Stolen: The Gardner Theft (Benna Books, 2018) is a modest memorial volume showing the stolen works, and listing the ten million dollar reward offered for information leading to their return, should you happen onto one of them in a thrift shop.  The Gardner Heist, by Ulrich Boser (Harper, 2010) is a good account of the whole affair.  Michael Downing’s Breakfast with Scot (Counterpoint, 1999) and Michael White’s Travels in Vermeer (Persea, 2015) are still in print.

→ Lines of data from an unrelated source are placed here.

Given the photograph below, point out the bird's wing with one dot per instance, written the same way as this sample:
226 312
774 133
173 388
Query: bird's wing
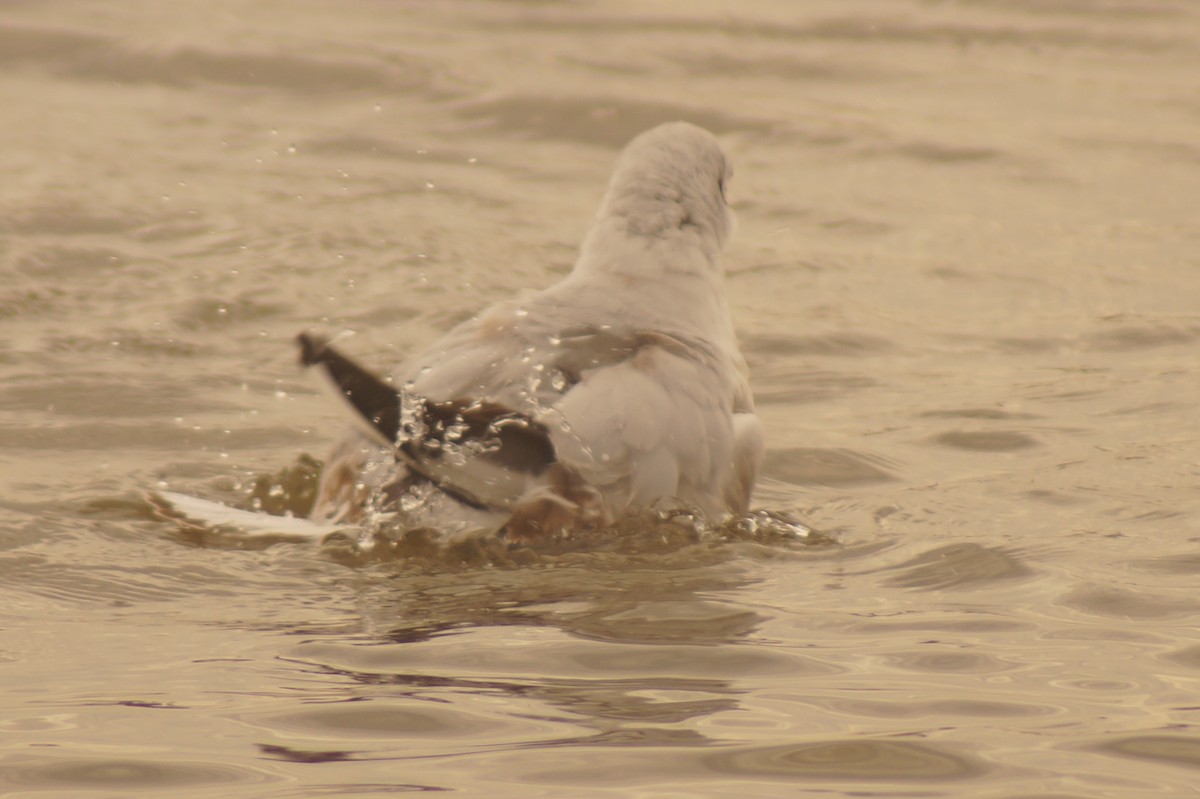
481 452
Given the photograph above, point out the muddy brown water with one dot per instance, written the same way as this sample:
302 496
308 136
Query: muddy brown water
967 280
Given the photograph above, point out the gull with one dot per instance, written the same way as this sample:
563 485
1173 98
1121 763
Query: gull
616 391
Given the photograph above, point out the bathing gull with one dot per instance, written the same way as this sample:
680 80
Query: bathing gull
617 390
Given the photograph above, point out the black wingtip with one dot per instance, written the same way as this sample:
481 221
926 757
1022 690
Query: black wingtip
312 348
377 402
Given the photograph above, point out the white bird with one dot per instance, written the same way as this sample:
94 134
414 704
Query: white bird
618 389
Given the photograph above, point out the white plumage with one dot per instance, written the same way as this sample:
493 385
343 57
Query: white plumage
618 389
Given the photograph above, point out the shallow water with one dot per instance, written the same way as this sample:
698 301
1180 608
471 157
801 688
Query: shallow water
966 278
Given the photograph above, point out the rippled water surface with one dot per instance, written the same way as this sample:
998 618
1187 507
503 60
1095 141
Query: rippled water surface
967 280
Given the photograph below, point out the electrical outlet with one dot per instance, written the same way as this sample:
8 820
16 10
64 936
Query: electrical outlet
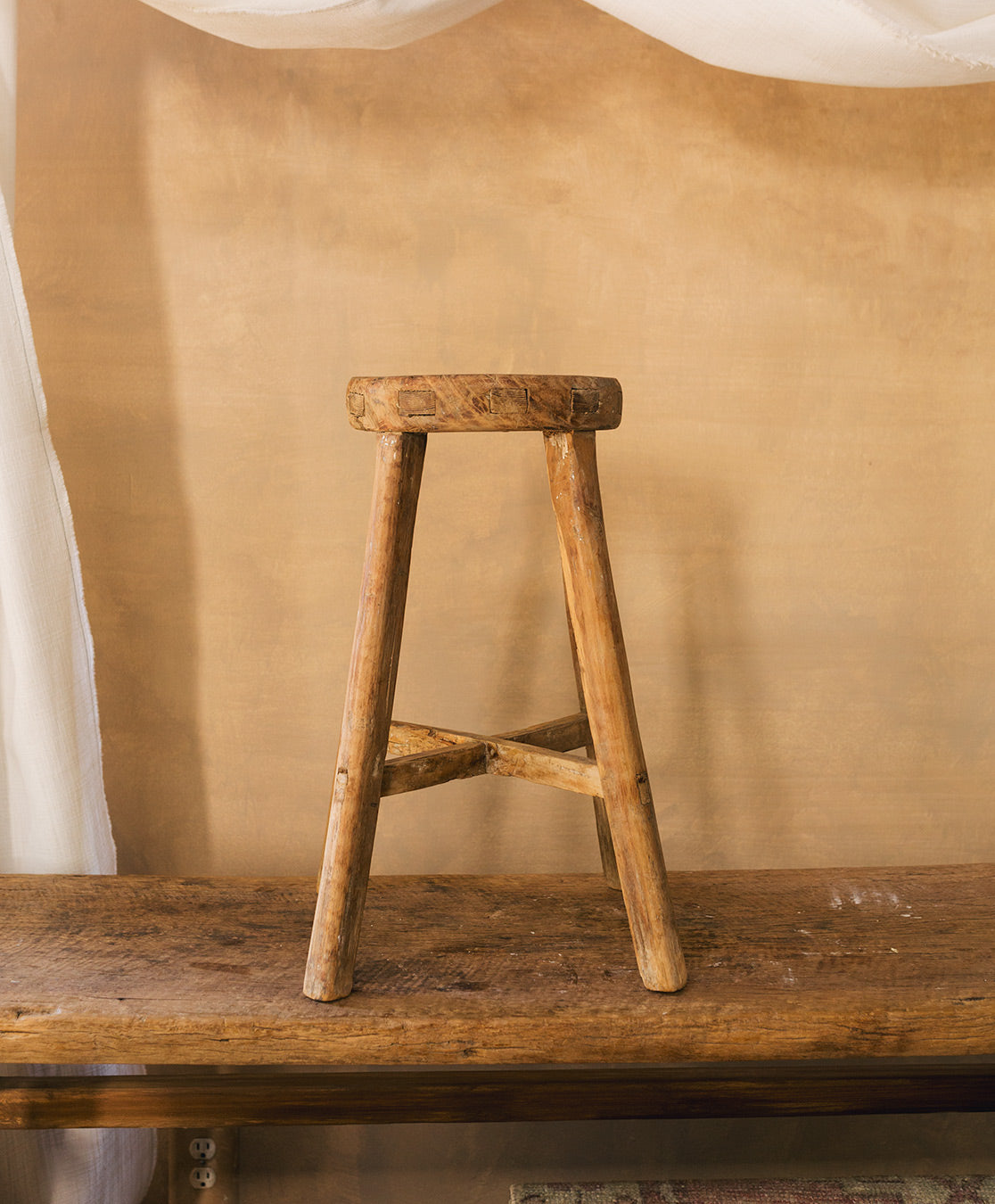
203 1177
202 1149
203 1166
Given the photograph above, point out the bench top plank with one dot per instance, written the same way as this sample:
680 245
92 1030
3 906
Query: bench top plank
784 965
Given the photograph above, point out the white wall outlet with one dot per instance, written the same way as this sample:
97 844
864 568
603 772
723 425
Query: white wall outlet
203 1166
203 1149
202 1177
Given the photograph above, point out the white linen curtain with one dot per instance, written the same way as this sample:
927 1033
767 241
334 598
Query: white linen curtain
53 816
891 44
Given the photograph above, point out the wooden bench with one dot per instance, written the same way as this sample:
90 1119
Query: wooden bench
499 998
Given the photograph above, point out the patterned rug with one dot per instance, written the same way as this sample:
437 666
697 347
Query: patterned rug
941 1190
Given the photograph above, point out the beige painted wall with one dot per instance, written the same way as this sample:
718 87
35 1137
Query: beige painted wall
794 285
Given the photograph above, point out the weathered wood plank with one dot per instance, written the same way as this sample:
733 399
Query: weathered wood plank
434 1094
484 402
785 965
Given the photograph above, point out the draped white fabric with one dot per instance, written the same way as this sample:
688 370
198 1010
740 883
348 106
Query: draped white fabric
53 816
891 44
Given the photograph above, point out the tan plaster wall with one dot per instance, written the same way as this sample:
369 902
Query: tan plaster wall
794 285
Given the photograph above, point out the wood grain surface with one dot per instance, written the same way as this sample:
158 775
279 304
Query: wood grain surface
785 965
377 1096
484 402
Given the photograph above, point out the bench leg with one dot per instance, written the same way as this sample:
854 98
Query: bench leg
366 720
573 470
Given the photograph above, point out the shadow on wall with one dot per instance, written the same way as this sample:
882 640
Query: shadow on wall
695 666
110 385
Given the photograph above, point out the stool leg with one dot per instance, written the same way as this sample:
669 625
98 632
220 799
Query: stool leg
609 862
573 470
366 720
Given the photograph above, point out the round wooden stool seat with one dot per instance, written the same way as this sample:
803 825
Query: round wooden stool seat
482 402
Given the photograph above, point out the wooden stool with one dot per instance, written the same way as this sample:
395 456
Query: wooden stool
568 411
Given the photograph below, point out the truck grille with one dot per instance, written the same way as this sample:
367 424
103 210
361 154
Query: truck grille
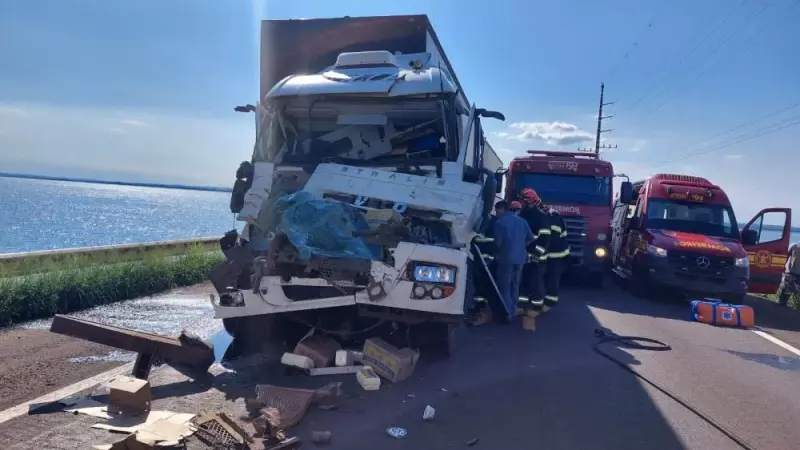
576 235
687 263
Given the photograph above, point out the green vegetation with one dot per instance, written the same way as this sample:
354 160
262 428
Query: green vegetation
69 283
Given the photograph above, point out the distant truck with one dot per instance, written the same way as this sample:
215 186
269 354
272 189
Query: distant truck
365 117
579 186
679 232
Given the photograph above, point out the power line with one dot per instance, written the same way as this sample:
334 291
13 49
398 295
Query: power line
750 122
721 45
636 41
698 42
787 123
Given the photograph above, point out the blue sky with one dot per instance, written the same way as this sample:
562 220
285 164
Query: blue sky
144 90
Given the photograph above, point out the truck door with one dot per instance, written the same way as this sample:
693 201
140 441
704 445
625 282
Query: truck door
766 238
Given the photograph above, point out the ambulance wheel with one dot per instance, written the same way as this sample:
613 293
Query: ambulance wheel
640 285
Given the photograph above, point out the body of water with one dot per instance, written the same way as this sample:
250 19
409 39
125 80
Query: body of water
45 215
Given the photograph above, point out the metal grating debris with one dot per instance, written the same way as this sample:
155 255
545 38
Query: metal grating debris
220 433
289 405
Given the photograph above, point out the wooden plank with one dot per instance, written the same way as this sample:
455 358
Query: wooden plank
168 348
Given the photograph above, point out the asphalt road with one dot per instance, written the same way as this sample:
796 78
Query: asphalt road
513 389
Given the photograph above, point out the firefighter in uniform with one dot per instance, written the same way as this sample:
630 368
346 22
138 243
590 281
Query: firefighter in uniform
557 258
539 222
790 281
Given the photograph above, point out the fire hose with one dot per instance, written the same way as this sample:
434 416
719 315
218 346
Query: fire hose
641 343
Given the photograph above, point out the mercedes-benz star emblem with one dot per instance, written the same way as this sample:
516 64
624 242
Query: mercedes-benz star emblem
703 262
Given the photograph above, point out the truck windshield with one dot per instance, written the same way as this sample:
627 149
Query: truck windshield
296 131
575 189
690 217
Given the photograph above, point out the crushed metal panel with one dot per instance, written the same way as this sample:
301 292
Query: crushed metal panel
412 190
169 348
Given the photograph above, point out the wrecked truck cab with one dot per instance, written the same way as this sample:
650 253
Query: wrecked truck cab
369 179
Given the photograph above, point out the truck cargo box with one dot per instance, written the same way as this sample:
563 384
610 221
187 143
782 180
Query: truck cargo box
310 45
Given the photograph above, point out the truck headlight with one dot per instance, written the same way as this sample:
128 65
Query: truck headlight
742 262
432 273
657 251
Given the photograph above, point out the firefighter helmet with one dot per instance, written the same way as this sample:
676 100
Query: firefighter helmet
530 197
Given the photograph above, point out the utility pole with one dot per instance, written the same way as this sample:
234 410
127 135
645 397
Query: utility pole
600 119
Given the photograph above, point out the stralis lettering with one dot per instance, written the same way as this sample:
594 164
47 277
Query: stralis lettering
563 165
562 209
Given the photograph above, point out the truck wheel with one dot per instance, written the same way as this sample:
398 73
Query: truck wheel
251 334
438 339
445 337
595 280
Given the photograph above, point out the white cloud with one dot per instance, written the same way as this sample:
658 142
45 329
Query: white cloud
554 133
173 148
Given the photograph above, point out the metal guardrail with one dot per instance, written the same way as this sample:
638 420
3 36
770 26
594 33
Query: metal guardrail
176 244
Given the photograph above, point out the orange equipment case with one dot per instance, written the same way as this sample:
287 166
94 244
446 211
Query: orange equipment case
718 313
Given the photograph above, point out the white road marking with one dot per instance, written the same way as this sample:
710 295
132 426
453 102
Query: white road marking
21 410
777 341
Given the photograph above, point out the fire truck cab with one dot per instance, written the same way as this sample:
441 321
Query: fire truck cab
579 186
679 232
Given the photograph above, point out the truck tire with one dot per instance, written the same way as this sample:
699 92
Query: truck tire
595 280
437 339
254 333
444 339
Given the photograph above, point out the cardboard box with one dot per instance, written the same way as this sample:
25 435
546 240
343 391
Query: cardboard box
321 349
388 361
129 395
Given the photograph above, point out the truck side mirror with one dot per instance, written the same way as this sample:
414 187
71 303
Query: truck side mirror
490 114
626 192
749 237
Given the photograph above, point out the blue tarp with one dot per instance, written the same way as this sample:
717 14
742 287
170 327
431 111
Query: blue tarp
316 227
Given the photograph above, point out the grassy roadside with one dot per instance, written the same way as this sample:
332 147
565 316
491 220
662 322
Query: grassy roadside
80 282
41 263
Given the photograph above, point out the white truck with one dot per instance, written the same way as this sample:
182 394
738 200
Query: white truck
360 121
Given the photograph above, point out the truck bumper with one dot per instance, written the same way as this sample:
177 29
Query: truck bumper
659 272
389 288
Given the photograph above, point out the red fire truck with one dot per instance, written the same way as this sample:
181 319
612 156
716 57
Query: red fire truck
579 186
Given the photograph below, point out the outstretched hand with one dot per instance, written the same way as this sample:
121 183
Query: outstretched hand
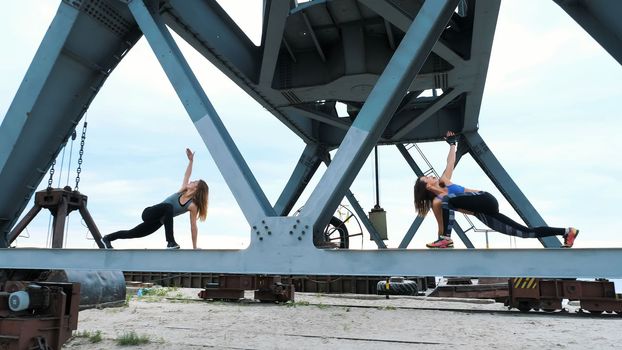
189 154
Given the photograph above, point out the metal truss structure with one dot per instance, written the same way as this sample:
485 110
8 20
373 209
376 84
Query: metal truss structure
375 56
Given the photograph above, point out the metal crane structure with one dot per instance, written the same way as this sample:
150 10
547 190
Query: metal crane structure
377 57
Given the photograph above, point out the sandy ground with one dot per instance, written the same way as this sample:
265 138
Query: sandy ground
180 320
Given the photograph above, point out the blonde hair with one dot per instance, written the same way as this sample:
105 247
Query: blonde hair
200 199
423 198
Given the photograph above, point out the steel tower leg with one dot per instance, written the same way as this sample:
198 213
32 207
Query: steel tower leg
497 174
419 220
311 158
230 162
377 111
15 123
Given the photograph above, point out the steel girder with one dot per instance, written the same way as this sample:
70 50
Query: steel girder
284 244
62 80
294 257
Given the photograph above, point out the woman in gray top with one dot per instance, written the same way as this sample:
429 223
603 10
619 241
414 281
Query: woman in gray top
192 197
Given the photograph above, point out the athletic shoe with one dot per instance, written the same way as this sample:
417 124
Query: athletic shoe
441 243
106 242
570 237
172 245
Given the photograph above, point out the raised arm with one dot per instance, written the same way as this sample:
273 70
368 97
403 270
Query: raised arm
188 172
194 230
451 158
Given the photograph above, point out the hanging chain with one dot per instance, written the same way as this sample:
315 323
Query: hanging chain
51 174
79 170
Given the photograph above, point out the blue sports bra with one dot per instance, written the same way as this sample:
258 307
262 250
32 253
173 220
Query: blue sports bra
452 189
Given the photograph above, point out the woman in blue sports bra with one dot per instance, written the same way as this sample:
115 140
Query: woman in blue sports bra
445 197
191 198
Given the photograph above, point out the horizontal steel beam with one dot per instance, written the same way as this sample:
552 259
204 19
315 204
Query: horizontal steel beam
558 263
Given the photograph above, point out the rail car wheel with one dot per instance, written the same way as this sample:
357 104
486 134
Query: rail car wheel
342 226
523 306
397 286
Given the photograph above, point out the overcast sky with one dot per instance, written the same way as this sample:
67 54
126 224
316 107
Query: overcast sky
550 114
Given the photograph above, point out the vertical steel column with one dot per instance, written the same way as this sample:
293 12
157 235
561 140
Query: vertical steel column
497 174
15 122
378 110
230 162
365 220
60 216
419 220
309 161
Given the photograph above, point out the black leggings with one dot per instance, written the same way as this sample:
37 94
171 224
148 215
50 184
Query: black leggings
486 208
153 218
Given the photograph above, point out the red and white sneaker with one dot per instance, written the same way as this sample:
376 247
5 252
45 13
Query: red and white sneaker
441 243
570 237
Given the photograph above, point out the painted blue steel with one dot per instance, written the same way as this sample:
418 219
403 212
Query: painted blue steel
373 233
208 28
497 174
22 161
549 263
377 111
601 19
276 12
212 24
306 167
230 162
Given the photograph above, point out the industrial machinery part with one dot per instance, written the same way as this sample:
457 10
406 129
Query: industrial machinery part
37 315
485 288
232 287
98 288
304 284
547 294
397 286
60 202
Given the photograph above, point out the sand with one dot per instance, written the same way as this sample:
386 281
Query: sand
181 320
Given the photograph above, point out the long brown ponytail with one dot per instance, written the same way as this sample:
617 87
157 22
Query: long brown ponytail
201 199
423 198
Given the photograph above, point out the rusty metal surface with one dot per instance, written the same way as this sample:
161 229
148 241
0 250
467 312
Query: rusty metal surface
60 202
305 284
232 287
46 325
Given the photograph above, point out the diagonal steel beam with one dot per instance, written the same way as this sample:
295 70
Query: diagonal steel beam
401 20
275 17
228 158
378 109
439 103
311 158
600 19
318 47
497 174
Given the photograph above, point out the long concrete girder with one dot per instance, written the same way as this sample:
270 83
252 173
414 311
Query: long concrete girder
553 263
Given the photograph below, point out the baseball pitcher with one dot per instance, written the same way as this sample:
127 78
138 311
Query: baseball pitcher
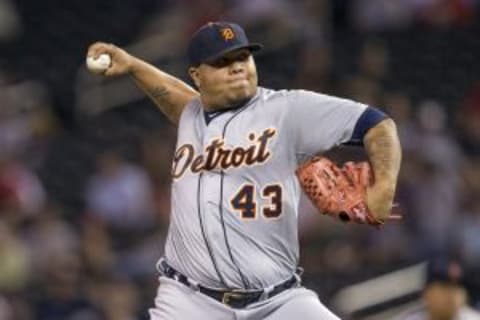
232 248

And for the lighter side of art theft, I can happily send you to the seven “art-history mystery” novels written by Iain Pears, which are consistently droll, nicely paced, entertaining, and have enough art-historical references to assure you Pears knows well whereof he speaks.  The stories, based in Rome, revolve around three recurring characters: General Taddeo Bottando, the oracular head of the Art Theft Squad, possessed of the long-timer’s bemused and weary practical sense of the things that shouldn’t be but are; his assistant, Flavia de Stefano, who does the investigating and observing; and the series’ wild card onlooker, Jonathan Argyll.  Argyll is an Englishman in Rome and an art dealer, soon to be Flavia’s inamorata, and a funny combination of historical knowledge and dark intuition; he is, like life, what happens when you’re making other plans.  He’s the inconvenient person who’s always in the wrong place at the wrong time, but often for the right reason, and he’s the character by whom Pears’ ingeniously plotted stories lurch towards resolution.  The stories themselves skip lightly along, with just the right degree of allusion and convolution; the settings, from Rome to various points elsewhere, are quickly sketched; and the general tone is one of civilized amusement at what people do get up to.  For a large part Pears manages to avoid one pitfall of the mystery novel, those lumbering end-chapters where the writer has to Explain What Happened and get himself out of the elaborate plot-hole he’s dug himself into (yes, Agatha Christie, I’m looking at you).   And with Flavia and Argyll we have the pleasure of the company and the relationship of two decent and considerate people—people you’d want to spend time with.  This is an often underrated gift of mystery series, á la Sayers’s Peter Wimsey and Harriet Vane, Colin Cotterill’s Doctor Siri and Madame Daeng, Donna Leon’s Inspector Brunetti and his Henry James-addicted wife Paola, Deborah Crombie’s Duncan Kincaid and Gemma James, and—lest we forget—Holmes and Watson, the most endearing, enduring and prickly-pear domestic duo in the history of the genre.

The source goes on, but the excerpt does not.